At any time and in any place whatsoever. Doesn't matter what "they've" done to us. No justifications. No "but X does so much worse!" No "we're not as bad as they are!" At any time and in any place whatsoever.
Convention IV relates to noncombatants. This would seem to cover everyone we swept up in the vast net post-9/11, such as the taxi drivers, farmers, and street vendors of Afghanistan, and the hotel workers and bystanders of Iraq.
Convention IV, Article 32:
The High Contracting Parties specifically agree that each of them is prohibited from taking any measure of such a character as to cause the physical suffering or extermination of protected persons in their hands. This prohibition applies not only to murder, torture, corporal punishments, mutilation and medical or scientific experiments not necessitated by the medical treatment of a protected person, but also to any other measures of brutality whether applied by civilian or military agents.

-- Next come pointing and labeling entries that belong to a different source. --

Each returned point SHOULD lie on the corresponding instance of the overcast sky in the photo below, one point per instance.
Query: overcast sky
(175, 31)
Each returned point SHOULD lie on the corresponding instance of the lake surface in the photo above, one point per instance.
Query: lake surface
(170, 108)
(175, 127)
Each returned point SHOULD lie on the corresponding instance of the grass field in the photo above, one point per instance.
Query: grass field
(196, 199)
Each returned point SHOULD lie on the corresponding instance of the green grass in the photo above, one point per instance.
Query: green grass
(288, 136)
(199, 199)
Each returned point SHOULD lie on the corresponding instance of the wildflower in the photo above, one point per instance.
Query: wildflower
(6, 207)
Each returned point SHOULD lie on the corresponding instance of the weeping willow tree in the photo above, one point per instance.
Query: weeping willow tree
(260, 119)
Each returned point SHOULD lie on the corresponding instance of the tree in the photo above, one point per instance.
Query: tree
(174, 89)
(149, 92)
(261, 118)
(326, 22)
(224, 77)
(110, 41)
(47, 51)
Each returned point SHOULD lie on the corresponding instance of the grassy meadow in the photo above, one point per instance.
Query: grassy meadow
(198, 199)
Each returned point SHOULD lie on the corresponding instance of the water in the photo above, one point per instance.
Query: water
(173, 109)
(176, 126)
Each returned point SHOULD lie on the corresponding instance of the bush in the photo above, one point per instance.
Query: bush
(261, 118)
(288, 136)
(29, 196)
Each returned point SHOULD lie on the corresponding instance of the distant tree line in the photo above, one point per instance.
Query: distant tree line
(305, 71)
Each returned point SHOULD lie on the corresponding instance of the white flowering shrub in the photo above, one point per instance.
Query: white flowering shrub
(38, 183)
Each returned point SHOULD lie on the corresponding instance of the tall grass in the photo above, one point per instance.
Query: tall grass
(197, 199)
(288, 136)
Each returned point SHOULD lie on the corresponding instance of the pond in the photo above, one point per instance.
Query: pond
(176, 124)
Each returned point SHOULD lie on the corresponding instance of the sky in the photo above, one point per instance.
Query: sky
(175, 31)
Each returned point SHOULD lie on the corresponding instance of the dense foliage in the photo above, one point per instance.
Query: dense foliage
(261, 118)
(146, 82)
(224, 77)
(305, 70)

Prohibition of corporal punishments. Know what that means? No beatings. No slaps to the face or stomach. Prohibition of causing physical suffering? No starvation. No sleep deprivation. (And if you think sleep dep doesn't cause physical suffering, stay up for the next 36 hours and then tell me how you feel.) No torture of noncombatants. It is illegal.
The administration says there's plenty of room for interpretation in these words. I say to the administration, you are full of shit. A longstanding principle of law is that, absent definitions, the plain meaning of the words of a statute is to be used. No twisty definitions, no "it depends on what severe means." I don't care if you do give them two kinds of fruit, if you hurt them, it's torture, and you have broken the law and are guilty of war crimes. And, dare I say, the Republicans appear awfully soft on crime these days.